The End of US Airways Trial Preferred
About seven weeks ago I said that if I were running the program I would end it come December.
And indeed the program has now been pulled. (HT: Dan R.) Per the website:
As we move toward a single frequent flyer program, Trial Preferred is no longer accepting new enrollments. If you’re currently enrolled in Trial Preferred, you’ll continue to receive Preferred benefits and accrue toward status through the remainder of your Trial period. Your 2015 Preferred status earned through Trial will transfer to AAdvantage once we combine the programs in the second quarter of 2015.
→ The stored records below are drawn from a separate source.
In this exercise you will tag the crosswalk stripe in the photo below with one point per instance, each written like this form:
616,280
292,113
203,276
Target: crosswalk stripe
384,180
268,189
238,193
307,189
I assumed that had to happen months before American and US Airways actually combine their frequent flyer programs because it would be really complicated to register folks for the US Airways promotion, give them 90 days to fly, and move Dividend Miles into AAdvantage during that 90 day period. They’d have to build whole new IT process just to accommodate these trial preferreds whose qualifying period includes time in both the US Airways Dividend Miles program and the American AAdvantage program.
So What’s Left?
American AAdvantage makes a variety of status challenge offers and it seems that they vary them at different times, sometimes based on news of what their competitors are doing.
- They have charged to sign up, and they’ve offered it free.
- They’ve fronted the status during the challenge period, and they have required flying before granting status.
- They have offered a challenge up to their top tier Executive Platinum, and they’ve also capped it at Platinum (mid-tier) status.
So while American has had their own program, you never know what you’re going to get. For the version that’s free, and that has come with status during the challenge period, you’ve been required to demonstrate status with a competitor airline — most often United, but sometimes Delta.
We’ll have to wait and see what the standard offering is going forward, but I’d guess that it will not be a simple pay to sign up without having had status somewhere else, get instant status, and an expedited path to top tier elite. Those days are likely over.
Congrats to everyone who put a challenge underway already!